I'm not really sure what "BOO-YAH!" means, but I feel like saying it when I look at this purse I made . . .
out of this.
The purse is not blocked, I haven't attached the handle, and I can't decide on a closure--a snap, a button, a staple, a nail? The binding covering the raw edges is a little bulky on one side, and pretty decent on the other. Know how when you're trying something new your technique gets better as you go along? Yeah, that.
I bought this 100% wool sweater at Deseret Industries, Utah's premiere thrift-shop chain run by the LDS church. The "DI" is so. much. fun. for a thrift-shop junkie like me. I love spotting a cool piece of clothing or furniture and quietly thinking to it:
"Oh my heck, WHAT are you doing here? Your previous owners simply didn't understand you.
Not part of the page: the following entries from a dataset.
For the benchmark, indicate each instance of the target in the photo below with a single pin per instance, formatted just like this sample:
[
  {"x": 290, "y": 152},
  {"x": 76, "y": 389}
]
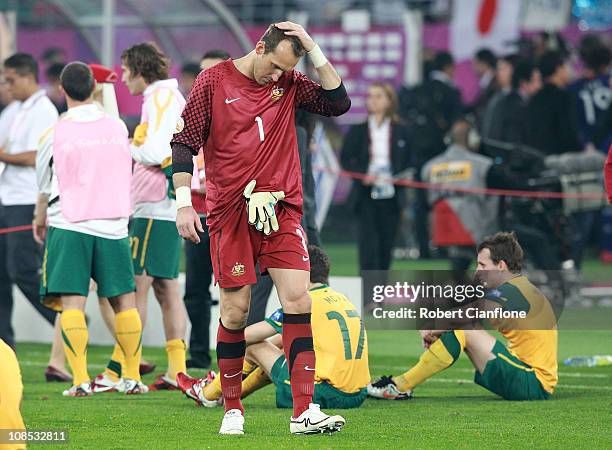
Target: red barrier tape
[
  {"x": 15, "y": 229},
  {"x": 422, "y": 185},
  {"x": 485, "y": 191}
]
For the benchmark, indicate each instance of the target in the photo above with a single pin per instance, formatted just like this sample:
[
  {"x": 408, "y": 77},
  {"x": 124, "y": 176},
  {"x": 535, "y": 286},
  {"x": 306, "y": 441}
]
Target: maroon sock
[
  {"x": 230, "y": 357},
  {"x": 299, "y": 351}
]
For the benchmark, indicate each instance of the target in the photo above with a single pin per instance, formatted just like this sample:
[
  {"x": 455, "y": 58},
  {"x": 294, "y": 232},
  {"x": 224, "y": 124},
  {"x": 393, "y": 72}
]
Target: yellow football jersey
[
  {"x": 340, "y": 341},
  {"x": 533, "y": 339}
]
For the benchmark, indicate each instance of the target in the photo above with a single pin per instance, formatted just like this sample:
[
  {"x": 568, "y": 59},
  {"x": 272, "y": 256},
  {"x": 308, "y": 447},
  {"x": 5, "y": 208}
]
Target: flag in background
[{"x": 475, "y": 24}]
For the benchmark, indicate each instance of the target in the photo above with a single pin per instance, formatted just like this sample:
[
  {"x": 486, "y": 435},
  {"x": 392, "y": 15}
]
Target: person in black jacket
[
  {"x": 429, "y": 110},
  {"x": 508, "y": 117},
  {"x": 551, "y": 119},
  {"x": 379, "y": 148}
]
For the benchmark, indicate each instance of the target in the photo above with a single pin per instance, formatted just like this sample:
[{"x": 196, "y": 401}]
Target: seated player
[
  {"x": 11, "y": 389},
  {"x": 340, "y": 345},
  {"x": 525, "y": 368}
]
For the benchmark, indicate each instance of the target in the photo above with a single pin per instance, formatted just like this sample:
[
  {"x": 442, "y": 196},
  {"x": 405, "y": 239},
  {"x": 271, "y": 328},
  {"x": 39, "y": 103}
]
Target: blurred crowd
[{"x": 541, "y": 122}]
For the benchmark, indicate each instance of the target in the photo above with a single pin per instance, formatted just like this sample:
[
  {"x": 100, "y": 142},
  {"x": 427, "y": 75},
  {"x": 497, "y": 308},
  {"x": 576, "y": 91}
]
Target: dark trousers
[
  {"x": 20, "y": 260},
  {"x": 378, "y": 221},
  {"x": 198, "y": 301}
]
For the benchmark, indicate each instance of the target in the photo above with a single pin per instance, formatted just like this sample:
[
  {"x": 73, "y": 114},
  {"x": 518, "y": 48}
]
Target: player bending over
[
  {"x": 84, "y": 170},
  {"x": 242, "y": 113},
  {"x": 340, "y": 345},
  {"x": 525, "y": 369}
]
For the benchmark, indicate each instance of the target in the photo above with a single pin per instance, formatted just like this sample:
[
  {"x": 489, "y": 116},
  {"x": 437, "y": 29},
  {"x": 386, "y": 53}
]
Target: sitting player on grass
[
  {"x": 340, "y": 345},
  {"x": 525, "y": 369}
]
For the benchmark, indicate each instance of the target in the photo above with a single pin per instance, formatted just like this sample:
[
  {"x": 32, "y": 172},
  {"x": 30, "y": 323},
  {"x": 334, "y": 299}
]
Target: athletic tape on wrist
[
  {"x": 317, "y": 57},
  {"x": 183, "y": 197}
]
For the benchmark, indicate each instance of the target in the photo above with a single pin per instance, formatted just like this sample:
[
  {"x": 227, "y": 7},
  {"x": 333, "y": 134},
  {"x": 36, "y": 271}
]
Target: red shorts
[{"x": 237, "y": 246}]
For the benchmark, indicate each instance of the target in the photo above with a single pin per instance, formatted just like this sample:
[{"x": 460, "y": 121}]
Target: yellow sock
[
  {"x": 213, "y": 390},
  {"x": 117, "y": 361},
  {"x": 75, "y": 335},
  {"x": 128, "y": 330},
  {"x": 176, "y": 350},
  {"x": 256, "y": 380},
  {"x": 440, "y": 355}
]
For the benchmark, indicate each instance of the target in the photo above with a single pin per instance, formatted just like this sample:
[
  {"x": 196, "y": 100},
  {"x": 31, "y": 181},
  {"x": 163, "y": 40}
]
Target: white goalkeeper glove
[{"x": 260, "y": 207}]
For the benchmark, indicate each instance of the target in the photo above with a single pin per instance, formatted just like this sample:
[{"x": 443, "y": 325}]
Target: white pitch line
[
  {"x": 40, "y": 364},
  {"x": 561, "y": 374},
  {"x": 559, "y": 386}
]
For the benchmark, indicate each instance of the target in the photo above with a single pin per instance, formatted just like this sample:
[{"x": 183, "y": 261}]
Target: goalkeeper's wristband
[
  {"x": 317, "y": 57},
  {"x": 183, "y": 197}
]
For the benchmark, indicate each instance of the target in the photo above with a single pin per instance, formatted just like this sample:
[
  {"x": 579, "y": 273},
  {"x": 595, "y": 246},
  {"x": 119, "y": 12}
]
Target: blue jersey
[{"x": 593, "y": 97}]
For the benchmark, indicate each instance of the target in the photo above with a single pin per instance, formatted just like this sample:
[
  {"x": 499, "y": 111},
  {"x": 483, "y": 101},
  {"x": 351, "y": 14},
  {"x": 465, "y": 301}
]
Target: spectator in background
[
  {"x": 213, "y": 57},
  {"x": 54, "y": 55},
  {"x": 592, "y": 92},
  {"x": 429, "y": 110},
  {"x": 189, "y": 72},
  {"x": 53, "y": 88},
  {"x": 198, "y": 265},
  {"x": 507, "y": 119},
  {"x": 20, "y": 255},
  {"x": 551, "y": 123},
  {"x": 378, "y": 148},
  {"x": 484, "y": 65},
  {"x": 503, "y": 76}
]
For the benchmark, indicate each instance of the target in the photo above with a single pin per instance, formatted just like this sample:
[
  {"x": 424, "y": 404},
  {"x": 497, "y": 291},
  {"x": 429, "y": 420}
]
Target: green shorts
[
  {"x": 72, "y": 258},
  {"x": 510, "y": 378},
  {"x": 324, "y": 394},
  {"x": 155, "y": 246}
]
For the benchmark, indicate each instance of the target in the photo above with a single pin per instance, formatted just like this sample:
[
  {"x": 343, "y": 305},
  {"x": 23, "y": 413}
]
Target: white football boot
[
  {"x": 313, "y": 420},
  {"x": 233, "y": 422}
]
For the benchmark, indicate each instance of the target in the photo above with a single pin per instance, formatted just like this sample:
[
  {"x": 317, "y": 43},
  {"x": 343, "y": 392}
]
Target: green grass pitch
[{"x": 448, "y": 411}]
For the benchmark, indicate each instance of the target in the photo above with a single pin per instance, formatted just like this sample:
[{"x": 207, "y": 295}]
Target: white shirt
[
  {"x": 164, "y": 112},
  {"x": 6, "y": 120},
  {"x": 380, "y": 145},
  {"x": 48, "y": 183},
  {"x": 34, "y": 116}
]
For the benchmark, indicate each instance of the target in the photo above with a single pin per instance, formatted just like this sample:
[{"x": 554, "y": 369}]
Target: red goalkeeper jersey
[{"x": 248, "y": 133}]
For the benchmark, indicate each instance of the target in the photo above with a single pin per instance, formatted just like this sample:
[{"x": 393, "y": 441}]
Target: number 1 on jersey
[{"x": 260, "y": 127}]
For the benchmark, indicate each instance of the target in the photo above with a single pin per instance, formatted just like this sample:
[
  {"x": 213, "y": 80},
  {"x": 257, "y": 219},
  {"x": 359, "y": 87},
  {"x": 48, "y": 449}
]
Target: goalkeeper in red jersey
[{"x": 242, "y": 113}]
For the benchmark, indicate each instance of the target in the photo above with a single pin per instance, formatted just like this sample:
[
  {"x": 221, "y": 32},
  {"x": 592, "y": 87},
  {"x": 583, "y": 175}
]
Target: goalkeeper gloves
[
  {"x": 260, "y": 207},
  {"x": 140, "y": 134}
]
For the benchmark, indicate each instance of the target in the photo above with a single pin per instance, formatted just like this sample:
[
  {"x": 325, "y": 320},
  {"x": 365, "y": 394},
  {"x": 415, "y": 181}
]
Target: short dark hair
[
  {"x": 549, "y": 62},
  {"x": 486, "y": 56},
  {"x": 23, "y": 63},
  {"x": 504, "y": 246},
  {"x": 54, "y": 71},
  {"x": 274, "y": 35},
  {"x": 191, "y": 68},
  {"x": 148, "y": 60},
  {"x": 216, "y": 54},
  {"x": 523, "y": 71},
  {"x": 319, "y": 265},
  {"x": 442, "y": 60},
  {"x": 77, "y": 81}
]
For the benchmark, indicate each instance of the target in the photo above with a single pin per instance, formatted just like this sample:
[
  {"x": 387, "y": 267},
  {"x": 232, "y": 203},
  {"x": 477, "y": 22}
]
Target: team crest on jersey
[
  {"x": 180, "y": 124},
  {"x": 238, "y": 270},
  {"x": 276, "y": 93}
]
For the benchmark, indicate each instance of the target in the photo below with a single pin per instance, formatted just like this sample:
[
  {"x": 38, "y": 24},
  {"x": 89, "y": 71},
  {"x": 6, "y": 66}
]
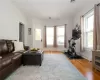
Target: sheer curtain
[
  {"x": 65, "y": 36},
  {"x": 55, "y": 36},
  {"x": 82, "y": 34},
  {"x": 45, "y": 41},
  {"x": 96, "y": 32}
]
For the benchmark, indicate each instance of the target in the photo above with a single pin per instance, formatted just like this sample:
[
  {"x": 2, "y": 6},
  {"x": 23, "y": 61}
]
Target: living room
[{"x": 47, "y": 26}]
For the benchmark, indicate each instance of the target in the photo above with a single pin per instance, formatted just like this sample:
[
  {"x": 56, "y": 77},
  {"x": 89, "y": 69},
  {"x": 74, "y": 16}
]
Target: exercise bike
[{"x": 71, "y": 52}]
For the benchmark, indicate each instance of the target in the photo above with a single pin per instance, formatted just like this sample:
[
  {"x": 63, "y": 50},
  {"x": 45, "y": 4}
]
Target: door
[
  {"x": 38, "y": 38},
  {"x": 21, "y": 32}
]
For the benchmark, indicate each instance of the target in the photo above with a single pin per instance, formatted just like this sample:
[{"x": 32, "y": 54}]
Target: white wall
[
  {"x": 87, "y": 54},
  {"x": 41, "y": 23},
  {"x": 10, "y": 17}
]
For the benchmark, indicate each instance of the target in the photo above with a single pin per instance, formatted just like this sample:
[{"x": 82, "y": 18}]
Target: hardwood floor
[{"x": 84, "y": 66}]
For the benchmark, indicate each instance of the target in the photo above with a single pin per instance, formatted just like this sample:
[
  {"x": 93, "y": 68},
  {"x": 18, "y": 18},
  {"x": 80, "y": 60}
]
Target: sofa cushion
[
  {"x": 5, "y": 63},
  {"x": 18, "y": 46},
  {"x": 3, "y": 47}
]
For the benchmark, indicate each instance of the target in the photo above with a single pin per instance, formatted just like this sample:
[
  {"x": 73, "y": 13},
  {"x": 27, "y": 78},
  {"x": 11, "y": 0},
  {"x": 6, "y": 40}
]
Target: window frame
[
  {"x": 86, "y": 32},
  {"x": 60, "y": 35},
  {"x": 49, "y": 45}
]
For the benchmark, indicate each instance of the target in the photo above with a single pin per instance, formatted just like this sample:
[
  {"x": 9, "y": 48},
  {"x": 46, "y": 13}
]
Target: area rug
[{"x": 54, "y": 67}]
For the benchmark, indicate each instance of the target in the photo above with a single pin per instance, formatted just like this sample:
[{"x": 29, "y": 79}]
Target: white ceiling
[{"x": 56, "y": 9}]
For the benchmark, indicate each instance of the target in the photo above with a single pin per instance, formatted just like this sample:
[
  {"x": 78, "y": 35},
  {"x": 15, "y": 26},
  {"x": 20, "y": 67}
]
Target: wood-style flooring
[{"x": 84, "y": 66}]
You're coming home with me."
Thrift-store shopping is an art, I tell you. It's taken me years to get it right. And sometimes I still get it wrong. When I was in college I moved to an apartment in a third-story building. I hit the DI and bought a huge secondhand couch covered in funky flowers. My good friend Matt and I carried that couch up three flights of outdoor stairs, only to find that it wouldn't fit through the front door of the apartment. Back down the stairs. Back to the DI. (Hmm. Writing this, I realize that my error in judgment wasn't due to being an inexperienced secondhand shopper. It was basically me sucking at math.)
I bought five more secondhand sweaters this week. I'm looking forward to making more, I dunno, stuff. Whatever I can dream up. Repurpose, reduce, reuse, recycle. Sure, all that is dandy. But really, I'm just having fun.